Airing one hour after NBC's Savage look at corporate culture, MTV's Austin Stories (Wednesday at 10:30 p.m.) presents another extreme of young adulthood in America. The characters in this show have just enough intelligence and ambition to hang on above the lowest rung in their mid-sized Texas city. Austin Stories has a weird kind of sweetness; call it the slacker version of The Andy Griffith Show. Laura House (the regular actors all use their real names on the show) is a reporter for a throwaway weekly who is unfazed by anything, including a stalker with a spelling problem. Howard Kremer, whose name is suitably one letter off from that guy on Seinfeld, has inexplicable luck with women and a fondness for really small-time scams (like grabbing the free brochures from an Austin visitors' center and selling them on the street for a buck each). And Brad "Chip" Pope is a genial guy destined always to be a doormat. In one episode, he starts a band and the other members promptly kick him out of it -- but still practice in his apartment.

This low-budget show makes virtues of its necessities. Instead of being marooned on the expensive but antiseptic soundstages of NBC sit-coms, the cast walk the streets of a real city and interact with other recognizable human beings. The show delights in eccentricities without being mean-spirited, as shown in a montage of auditions for Pope's doomed band: every age, ethnicity, and body shape you can imagine flits across the screen. The acting is low-key and the stories are slight, and that's a perfectly acceptable way to approach humor. I laughed when Pope strode through downtown Austin with a look of deep concentration, an armful of posters for his band -- and pre-torn strips of masking tape hanging all over his face and T-shirt. True, you can see people like that all the time on the streets of New York, but they never show up on Caroline in the City.
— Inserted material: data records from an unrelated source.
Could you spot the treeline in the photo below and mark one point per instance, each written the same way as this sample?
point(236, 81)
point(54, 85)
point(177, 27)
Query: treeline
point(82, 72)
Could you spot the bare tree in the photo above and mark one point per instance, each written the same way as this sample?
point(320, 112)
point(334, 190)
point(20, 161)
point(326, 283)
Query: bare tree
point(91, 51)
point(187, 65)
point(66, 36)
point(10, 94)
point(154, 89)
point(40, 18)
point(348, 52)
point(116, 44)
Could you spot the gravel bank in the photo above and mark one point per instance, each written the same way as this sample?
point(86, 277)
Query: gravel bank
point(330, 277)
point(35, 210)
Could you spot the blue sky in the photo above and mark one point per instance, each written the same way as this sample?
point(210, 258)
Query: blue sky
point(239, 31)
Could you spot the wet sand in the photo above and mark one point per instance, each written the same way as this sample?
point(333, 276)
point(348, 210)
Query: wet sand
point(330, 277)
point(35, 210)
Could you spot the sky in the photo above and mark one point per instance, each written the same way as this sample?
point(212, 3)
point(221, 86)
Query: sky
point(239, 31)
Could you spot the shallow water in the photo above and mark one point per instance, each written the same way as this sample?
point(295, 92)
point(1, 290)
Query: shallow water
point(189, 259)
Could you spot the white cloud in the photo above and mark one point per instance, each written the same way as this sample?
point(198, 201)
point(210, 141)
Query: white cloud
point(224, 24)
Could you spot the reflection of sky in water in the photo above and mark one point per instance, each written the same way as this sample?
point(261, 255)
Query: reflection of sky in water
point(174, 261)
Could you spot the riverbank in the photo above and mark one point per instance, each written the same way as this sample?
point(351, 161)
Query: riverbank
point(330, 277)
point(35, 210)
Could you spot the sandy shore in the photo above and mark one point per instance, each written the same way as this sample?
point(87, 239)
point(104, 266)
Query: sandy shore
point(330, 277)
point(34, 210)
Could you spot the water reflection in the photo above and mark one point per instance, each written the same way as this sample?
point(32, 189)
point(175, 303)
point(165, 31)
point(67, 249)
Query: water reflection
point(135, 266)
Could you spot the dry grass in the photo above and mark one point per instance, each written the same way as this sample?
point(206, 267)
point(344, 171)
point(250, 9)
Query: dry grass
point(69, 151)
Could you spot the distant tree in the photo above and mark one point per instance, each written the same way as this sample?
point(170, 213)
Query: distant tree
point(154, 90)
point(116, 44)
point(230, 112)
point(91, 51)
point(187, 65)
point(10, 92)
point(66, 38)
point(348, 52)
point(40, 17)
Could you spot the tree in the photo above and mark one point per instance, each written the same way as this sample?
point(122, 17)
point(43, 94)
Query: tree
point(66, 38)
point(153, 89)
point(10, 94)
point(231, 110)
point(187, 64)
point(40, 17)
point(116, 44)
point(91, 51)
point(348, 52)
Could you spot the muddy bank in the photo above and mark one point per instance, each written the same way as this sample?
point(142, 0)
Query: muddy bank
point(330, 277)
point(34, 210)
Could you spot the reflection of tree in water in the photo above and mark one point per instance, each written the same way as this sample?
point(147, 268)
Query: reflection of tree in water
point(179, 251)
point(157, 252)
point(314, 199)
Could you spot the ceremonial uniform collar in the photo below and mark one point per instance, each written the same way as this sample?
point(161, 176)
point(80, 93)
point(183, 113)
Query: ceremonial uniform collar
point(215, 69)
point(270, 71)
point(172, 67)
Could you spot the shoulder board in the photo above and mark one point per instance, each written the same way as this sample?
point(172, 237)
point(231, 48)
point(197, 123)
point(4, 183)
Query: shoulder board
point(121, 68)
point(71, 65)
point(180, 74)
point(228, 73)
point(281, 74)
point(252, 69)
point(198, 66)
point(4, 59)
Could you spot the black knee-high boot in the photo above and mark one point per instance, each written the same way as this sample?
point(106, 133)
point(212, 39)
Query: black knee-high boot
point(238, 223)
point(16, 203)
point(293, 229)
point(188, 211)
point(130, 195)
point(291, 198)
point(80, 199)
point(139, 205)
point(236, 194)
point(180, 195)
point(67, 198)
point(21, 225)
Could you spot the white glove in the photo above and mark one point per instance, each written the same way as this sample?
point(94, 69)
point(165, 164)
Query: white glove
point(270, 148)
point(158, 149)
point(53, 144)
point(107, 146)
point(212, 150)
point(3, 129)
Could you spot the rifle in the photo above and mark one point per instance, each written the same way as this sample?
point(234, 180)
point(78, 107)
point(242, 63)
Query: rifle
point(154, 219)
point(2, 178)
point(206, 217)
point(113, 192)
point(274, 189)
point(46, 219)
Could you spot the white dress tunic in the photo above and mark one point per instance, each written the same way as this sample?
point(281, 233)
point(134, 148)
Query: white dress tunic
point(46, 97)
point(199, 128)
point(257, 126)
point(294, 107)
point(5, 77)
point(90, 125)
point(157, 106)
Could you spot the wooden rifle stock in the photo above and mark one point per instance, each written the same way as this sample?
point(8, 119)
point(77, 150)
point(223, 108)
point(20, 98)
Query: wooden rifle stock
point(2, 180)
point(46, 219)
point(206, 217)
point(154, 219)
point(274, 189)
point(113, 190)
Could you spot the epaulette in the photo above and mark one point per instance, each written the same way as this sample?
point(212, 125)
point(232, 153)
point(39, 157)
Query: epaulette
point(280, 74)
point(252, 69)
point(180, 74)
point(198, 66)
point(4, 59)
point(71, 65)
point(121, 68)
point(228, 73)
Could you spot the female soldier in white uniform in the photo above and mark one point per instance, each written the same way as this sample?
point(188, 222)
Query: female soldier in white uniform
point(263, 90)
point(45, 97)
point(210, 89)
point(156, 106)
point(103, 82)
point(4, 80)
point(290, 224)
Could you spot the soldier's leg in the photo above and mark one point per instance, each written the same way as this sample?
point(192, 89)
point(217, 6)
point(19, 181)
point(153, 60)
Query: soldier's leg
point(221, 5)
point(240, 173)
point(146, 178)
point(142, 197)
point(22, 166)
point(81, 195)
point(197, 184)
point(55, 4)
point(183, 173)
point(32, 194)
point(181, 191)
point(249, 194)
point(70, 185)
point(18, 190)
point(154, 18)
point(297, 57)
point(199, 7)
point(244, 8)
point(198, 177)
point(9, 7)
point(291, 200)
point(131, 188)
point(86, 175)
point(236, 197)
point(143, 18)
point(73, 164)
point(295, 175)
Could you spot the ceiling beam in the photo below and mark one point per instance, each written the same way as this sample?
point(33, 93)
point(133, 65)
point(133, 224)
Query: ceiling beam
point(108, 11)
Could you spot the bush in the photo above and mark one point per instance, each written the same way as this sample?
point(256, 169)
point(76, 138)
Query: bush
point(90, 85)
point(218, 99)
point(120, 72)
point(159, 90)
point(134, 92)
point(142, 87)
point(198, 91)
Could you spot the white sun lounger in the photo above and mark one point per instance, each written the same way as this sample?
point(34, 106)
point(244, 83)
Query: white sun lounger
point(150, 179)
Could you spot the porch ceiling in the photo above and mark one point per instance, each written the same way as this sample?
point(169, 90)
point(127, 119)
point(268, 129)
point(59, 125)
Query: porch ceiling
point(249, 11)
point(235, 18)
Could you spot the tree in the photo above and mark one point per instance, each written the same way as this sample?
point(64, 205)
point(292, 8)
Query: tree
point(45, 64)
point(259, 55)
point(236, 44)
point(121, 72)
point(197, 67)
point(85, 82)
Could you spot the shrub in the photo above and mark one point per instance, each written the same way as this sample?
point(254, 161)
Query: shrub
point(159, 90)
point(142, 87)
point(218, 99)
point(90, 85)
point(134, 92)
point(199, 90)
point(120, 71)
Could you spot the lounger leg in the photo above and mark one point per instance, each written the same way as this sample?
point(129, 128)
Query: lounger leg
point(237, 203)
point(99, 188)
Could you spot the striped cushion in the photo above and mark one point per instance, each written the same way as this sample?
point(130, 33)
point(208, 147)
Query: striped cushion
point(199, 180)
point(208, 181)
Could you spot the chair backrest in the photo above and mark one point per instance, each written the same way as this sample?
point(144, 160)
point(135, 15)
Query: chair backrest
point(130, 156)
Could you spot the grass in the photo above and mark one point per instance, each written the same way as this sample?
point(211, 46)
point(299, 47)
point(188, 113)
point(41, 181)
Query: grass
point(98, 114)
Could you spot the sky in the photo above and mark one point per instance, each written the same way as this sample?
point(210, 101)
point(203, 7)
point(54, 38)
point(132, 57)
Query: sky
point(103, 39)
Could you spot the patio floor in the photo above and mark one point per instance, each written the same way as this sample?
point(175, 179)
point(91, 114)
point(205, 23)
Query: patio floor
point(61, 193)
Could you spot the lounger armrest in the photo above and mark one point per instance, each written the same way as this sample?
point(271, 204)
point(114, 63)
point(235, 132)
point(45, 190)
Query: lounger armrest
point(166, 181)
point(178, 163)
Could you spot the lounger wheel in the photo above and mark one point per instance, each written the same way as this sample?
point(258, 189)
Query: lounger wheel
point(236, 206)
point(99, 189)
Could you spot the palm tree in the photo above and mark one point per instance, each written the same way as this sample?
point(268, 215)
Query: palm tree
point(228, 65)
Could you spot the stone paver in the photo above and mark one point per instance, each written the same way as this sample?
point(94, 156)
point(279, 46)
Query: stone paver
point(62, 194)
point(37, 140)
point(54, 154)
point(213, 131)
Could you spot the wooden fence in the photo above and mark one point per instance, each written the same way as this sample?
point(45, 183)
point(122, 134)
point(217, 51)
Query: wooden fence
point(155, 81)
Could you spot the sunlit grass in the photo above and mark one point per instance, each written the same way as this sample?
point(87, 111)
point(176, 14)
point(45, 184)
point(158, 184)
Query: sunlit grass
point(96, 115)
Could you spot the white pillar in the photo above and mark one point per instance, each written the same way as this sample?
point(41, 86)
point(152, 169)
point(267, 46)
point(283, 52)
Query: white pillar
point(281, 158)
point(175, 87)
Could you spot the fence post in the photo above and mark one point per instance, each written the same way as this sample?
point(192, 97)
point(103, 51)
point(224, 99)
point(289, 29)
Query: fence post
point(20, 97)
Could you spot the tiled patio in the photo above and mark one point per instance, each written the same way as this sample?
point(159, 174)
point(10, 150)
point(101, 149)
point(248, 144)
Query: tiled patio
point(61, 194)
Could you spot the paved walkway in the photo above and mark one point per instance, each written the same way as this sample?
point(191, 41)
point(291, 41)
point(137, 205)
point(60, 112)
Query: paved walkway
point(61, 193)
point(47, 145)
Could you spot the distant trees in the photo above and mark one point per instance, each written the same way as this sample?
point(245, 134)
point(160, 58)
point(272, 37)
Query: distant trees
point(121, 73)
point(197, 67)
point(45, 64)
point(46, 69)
Two other new sit-coms are worth their videotape. Alright Already (WB, Sunday at 9:30 p.m.) has a good excuse for resembling Seinfeld, since star Carol Leifer was the model for Elaine. The plots are typical for Seinfeld. On one episode, Leifer pretends to have a baby in order to get her neighbors to turn down their music; on another, she's embarrassed when a boyfriend sees her buying dozens of rolls of toilet paper at a discount store. Wisely, the producers set the show in Florida rather than New York, which allows Leifer to riff on a different set of annoyances (strip malls, condos, etc.). And Alright Already has the most original character among the new sit-coms: Leifer's younger sister (Stacy Galina), who has started to act like a Florida retiree about 40 years too early (the high point of her weekend is a "low-sodium luau" at her elderly parents' "clubhouse").

"George and Leo"

Then there's George and Leo (CBS, Monday at 9:30 p.m.), a stripped-down vehicle for TV great Bob Newhart, who plays a widowed bookstore owner on Martha's Vineyard. The other characters barely register, even Judd Hirsch as the pushy in-law who comes to the island for the wedding of Newhart's son and decides to stay for good. (Bob's only employee at the bookstore is, yes, an unflappable black man who rolls his eyes at the clumsy attempts of whites to communicate with him.) One twist to Newhart's standard character here is that he's a conservative Catholic. So when a young Nothing Sacred-type priest gushes about how liberal the Church has become, Newhart waits a beat and stammers, "But, um, Satan is still bad, right?"

Yes, and Newhart proves that a good sense of timing is still more important than a good haircut for a comic actor. Too bad it's so difficult to put on a magazine cover.